Health organisations can tap into substantial financial savings through improved water efficiency without affecting patient services, writes Mark Powles


Water is the life blood of all organisations

Water is the life blood of all organisations, critical to daily operations, and yet when it comes time to deliver on efficiencies, drive down budgets and cut costs it is almost always neglected. But the utility is fighting its way up the business agenda to help health organisations make major financial savings.

‘If well managed, water consumption and associated overhead costs can be significantly reduced without any impact on patient service’

In 2008, Scotland’s water market opened to competition, creating a more customer-focused industry and helping businesses save more than £64.9m in costs through improved water efficiency and discounted services.

As a result of the success demonstrated in Scotland, and following a report by Defra in 2011, a draft bill is currently working its way through Parliament which outlines plans to introduce market competition in England − setting the scene for the country’s healthcare facilities to capitalise on major financial benefits beyond those already realised by their Scottish counterparts.

Monitor’s latest business review of England’s health sector indicates that 2013 will be more financially challenging than the past 12 months and, while recognising cost improvement plans are working, it warns it is becoming increasingly difficult for management teams to maintain the current level of cost cutting without impacting on patient care.

Understandably healthcare organisations represent one of the largest groups of high consumption water users − consider how much water is required each day just to perform basic activities such as flushing toilets, washing hands, food preparation and cleaning. Add to that the amount of water wasted through old, leaking infrastructure and inefficient devices and the cost per organisation can really mount up. However, if well managed, water consumption and associated overhead costs can be significantly reduced without any impact on patient service.

The ‘gainshare’ scheme

Working with healthcare organisations and public sector teams in Scotland, we realised that there was an opportunity to help them unlock substantial financial savings through improved water efficiency. One successful project is a new infrastructure-funding model developed in partnership with Glasgow City Council.

‘‘The financial savings realised in Scotland are likely just a fraction of what could be uncovered in England’’

This “gainshare” scheme means we fund investment in new water efficiency infrastructure, allowing clients to benefit from the associated consumption savings without the upfront capital expenditure. We also take a modest share in the savings to cover our role in the project.

The model has allowed the council, which has 720 sites across the city, including council offices and depots, leisure centres, sports facilities and schools, to establish sound water management practices in a way which complements its financial priorities. As a direct result, the council has forecast a £1.3m reduction in water and waste water costs.

Access to up to date information about water consumption levels is one of the most valuable tools in an organisation’s arsenal when trying to implement a robust water management system.

Automated meter readers, or “smart meters”, measure water consumption every 15 minutes and are one of the most effective means of regulating water use as they expose anomalies in water flow and allow them to be addressed quickly. Three thousand water smart meters in 18,000 buildings, including hospitals, schools and prisons, have been installed to improve water efficiency and generate financial savings.

Water pressure

An example of this is NHS Lothian, which achieved £130,000 year-on-year savings at one of its hospitals. Installing automated meter readers at its premises allowed the benchmarking of the hospital’s water use against other similar sized operators and it was found that the hospital’s consumption levels were unusually high, indicating a burst somewhere in the network.
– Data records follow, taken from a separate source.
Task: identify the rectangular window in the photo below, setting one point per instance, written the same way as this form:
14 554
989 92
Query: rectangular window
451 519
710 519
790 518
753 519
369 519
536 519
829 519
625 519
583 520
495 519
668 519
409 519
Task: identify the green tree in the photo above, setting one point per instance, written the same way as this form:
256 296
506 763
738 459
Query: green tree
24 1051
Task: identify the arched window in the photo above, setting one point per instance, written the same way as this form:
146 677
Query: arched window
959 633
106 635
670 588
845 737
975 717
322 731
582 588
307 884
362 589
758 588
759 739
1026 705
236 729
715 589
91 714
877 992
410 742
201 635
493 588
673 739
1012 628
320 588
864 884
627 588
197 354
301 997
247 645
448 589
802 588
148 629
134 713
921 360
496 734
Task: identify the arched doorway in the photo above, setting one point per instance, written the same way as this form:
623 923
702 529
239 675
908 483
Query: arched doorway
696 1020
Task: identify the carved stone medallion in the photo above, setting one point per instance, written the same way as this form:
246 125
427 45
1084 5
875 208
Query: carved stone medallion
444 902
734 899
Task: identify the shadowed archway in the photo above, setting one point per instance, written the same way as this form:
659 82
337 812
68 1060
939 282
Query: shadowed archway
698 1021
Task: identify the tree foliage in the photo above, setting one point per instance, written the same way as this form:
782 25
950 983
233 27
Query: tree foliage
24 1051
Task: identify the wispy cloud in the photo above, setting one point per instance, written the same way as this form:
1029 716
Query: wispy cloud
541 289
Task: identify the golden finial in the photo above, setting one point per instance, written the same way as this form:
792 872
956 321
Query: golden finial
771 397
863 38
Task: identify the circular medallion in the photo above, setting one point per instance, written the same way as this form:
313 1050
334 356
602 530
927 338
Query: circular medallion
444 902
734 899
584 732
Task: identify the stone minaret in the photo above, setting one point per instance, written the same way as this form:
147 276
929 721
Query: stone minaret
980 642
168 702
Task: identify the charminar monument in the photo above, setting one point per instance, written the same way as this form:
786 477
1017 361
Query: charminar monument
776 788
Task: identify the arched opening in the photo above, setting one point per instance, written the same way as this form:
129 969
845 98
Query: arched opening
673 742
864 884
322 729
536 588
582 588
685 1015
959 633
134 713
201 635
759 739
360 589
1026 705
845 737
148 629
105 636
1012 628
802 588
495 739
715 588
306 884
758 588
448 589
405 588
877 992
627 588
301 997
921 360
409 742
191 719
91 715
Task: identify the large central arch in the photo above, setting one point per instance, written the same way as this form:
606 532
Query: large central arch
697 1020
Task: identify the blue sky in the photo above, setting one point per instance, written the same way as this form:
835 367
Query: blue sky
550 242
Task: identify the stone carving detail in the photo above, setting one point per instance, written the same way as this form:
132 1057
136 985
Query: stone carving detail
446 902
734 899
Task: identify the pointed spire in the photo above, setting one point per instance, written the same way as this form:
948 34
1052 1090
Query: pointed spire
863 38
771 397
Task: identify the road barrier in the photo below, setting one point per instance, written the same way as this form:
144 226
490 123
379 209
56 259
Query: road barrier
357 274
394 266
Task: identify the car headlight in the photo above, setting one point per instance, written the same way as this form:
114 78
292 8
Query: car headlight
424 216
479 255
Using manual inspections and the latest non-intrusive electronic checks, the burst was located, which, owing to its location, had gone undetected for some time; all the while silently inflating the organisation’s water costs.

In Scotland, full retail competition has encouraged suppliers to add value to customers by helping them save water and money − helping alleviate the financial pressures that each organisation currently faces. The financial savings realised in Scotland, while substantial, are likely to be just a fraction of what could be uncovered in England owing to the comparative scale of the market.

The pressure is on and demands for greater efficiency, improved service and lower costs continues to increase. Admittedly, water efficiency may seem like a mere drop in the ocean and far down the list of priorities. However, implementing good water management principles can bring about significant financial savings. Remembering it could help breathe new life into healthcare budgets, without affecting high-quality patient care.